Constant rate infusion (CRI) analgesia is a way of providing pain control by ensuring that the blood levels of the drugs are
held constant. In practice, it entails maintaining a venous access. This technique can be used during anesthesia as part of
balancing the anesthetic technique and continued to the postoperative period. It can also be started right after the end of
anesthesia for patients that are known to have painful surgeries. For patients with primary disease, e.g., acute pancreatitis,
with pain as one of the signs, CRI analgesia can also be used.
The focus of this presentation will be on the use and techniques of CRI for pain control in small animal patients.
When using CRI, a stable plasma or tissue concentration of the drug in the body should be achieved. It is important to remember
that once a drug is administered, part of it is also eliminated. The technique involves maintaining a stable drug concentration
in the central component. If this drug concentration is maintained, a steady state is considered to be achieved. This indicates
that the rate of infusion matches the rate of elimination. The concentration of the drug at steady state depends on the infusion
rate and the body clearance of the drug (see formula below).
Concentration at steady state (Cp
ss) = Infusion rate/Body clearance of the drug (β•Vd')
In practice, this steady state can be achieved in an efficient manner by giving an IV bolus dose and then the drug is administered
as a CRI. A delay between the start of an infusion and the establishment of a steady state is expected. The longer the half-life
of the drug, the longer it takes to reach a steady state or plateau. By 5 half-lives, it is noted that the amount of drug
in the body provided by the infusion will reach 97 percent of the steady state value.

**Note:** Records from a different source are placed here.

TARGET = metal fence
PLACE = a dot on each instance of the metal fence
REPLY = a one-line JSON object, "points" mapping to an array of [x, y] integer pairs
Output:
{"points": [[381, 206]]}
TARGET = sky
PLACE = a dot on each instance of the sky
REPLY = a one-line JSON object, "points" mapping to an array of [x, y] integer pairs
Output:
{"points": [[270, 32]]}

There are advantages of administering analgesic drug(s) as CRI compared with intermittent IV or IM injections. CRI prevents
the sudden peaks and valleys associated with intermittent IV boluses. With IV boluses, there is a fast rise in plasma concentration
that may result in adverse effects. It is also possible that drugs with rapid elimination given as IV boluses rapidly fall
below the therapeutic concentration. Even with IM and subcutaneous injections, the blood level can go below the therapeutic
range. In painful patients, this will lead to breakthrough pain making the pain control more difficult. Because of the constant
plasma drug concentration in CRI, the control of pain will be uniform and consistent. Based on our clinical experience, CRI
appears to be a very effective technique in patients that are in severe pain. Depending upon the condition and response of
the patient, the rate of infusion can also be changed to produce the desired effect. It was shown in a study that CRI of
analgesic agent will result in less total amount of drug used to provide pain control compared with intermittent boluses.

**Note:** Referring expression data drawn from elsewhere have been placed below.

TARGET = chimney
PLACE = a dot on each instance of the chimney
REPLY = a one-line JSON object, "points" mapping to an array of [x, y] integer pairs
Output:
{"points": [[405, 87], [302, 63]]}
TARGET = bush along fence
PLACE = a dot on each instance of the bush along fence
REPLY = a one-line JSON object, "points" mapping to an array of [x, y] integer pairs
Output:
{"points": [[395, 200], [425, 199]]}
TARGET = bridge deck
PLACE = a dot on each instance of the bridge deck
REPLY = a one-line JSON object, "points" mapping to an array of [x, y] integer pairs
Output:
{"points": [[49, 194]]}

This results in savings with the cost of the drugs. CRI has also been shown to result in faster recovery from the drug effect.

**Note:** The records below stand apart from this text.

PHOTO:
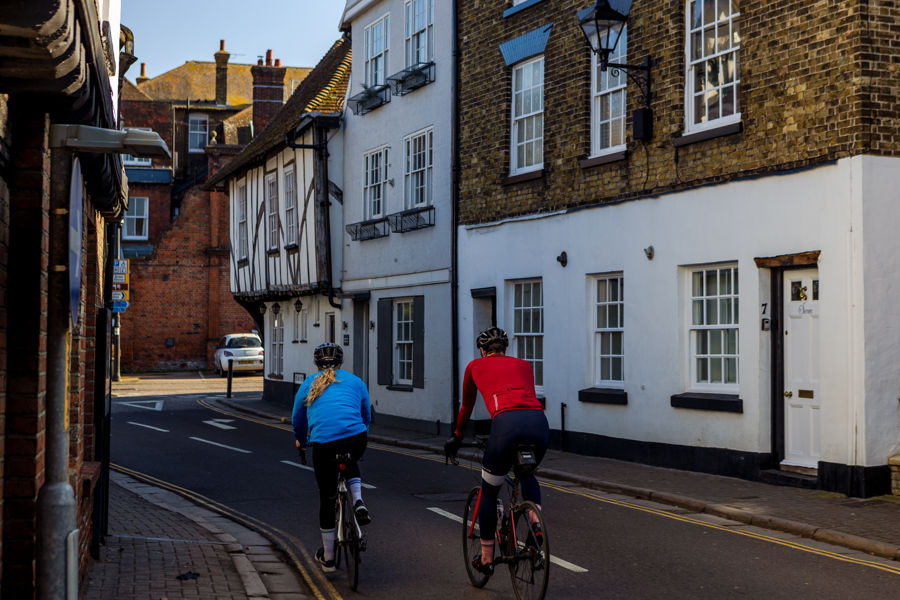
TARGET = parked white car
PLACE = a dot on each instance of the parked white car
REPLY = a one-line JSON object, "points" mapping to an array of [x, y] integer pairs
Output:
{"points": [[244, 350]]}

This finding can be useful in patients that have worsening hemodynamic condition. Terminating the CRI will result in quicker
lowering of the plasma drug concentration. Overall, it is easier to adjust the amount of drug(s) being administered in relation
to the severity of pain.
Despite the many positive features of CRI technique, it is not as widely used as the other methods of administering analgesic
drugs. In a busy practice, it may be less efficient because the solution has to be prepared especially if more than one drug
will be used. There is also a need for constant supervision by a staff member since the IV lines can be disconnected or kinked.
To administer drugs accurately with CRI, the use of syringe pump is helpful. Unfortunately, syringe pumps are still relatively
expensive. Some drugs used in CRIs are not extensively studied. The best infusion rates for different conditions need to be
determined. In general, we administer these drugs to effect. These drugs can accumulate in the body if given for a long time
resulting in adverse effects. Further studies are needed to determine the best protocol for prolonged administration (greater
than 24 hours). Different drugs may be used simultaneously as a multimodal approach to providing analgesia. This presents
additional question as to the stability and compatibility of these drugs when mixed together. When adverse effect occurs,
it may be more difficult to pinpoint the drug causing the problem because of the multiple drugs used.